This deceptively ordinary looking Italian ring-shaped tea cake is a moist and flavorful anytime cake. Enjoy it for breakfast with a cup of coffee or tea or when you have company. Skip the glaze and simply sift a tablespoon of icing sugar over the cake for an even simpler treat.
The Cake 🎥
YOU WILL NEED
VANILLA CAKE MIX
WET INGREDIENTS
3 large eggs (about 189g, weighed with shell)
¾ cup mild extra-virgin olive oil (150g)
1 cup mascarpone cheese (8oz, 226g)
¼ cup juice and zest from two lemons (60g)
INSTRUCTIONS
- Preheat oven to 325°F. Grease a 9 or 10-inch tube pan and line the bottom with parchment paper.
- In a separate bowl, beat eggs at high speed for 3-5 minutes until light and fluffy. With the mixer still running, gradually add the olive oil in a thin drizzle and beat until thick and creamy.

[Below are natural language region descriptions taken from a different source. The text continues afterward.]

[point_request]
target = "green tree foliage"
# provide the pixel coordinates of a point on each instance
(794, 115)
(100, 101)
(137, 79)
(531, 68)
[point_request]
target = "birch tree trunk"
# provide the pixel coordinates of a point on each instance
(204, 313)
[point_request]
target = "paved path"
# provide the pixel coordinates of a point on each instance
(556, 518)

- Add the mascarpone cheese and beat first on low and then increase to medium-high speed until smooth, about one minute, scraping sides down from time to time.
- Add the lemon juice, zest and vanilla cake mix and mix on low until well combined.
- Pour batter into prepared pan and bake for 50-55 minutes until toothpick inserted in center comes out clean or with a few moist crumbs. Cool in baking pan for 5-10 minutes before unmolding.
The Glaze
YOU WILL NEED
INGREDIENTS
1 cup powdered sugar (113g)
1 tablespoon lemon juice
1 tablespoon milk
INSTRUCTIONS
- Mix powdered sugar, lemon juice and milk until smooth.
- Drizzle or pour glaze over cooled cake.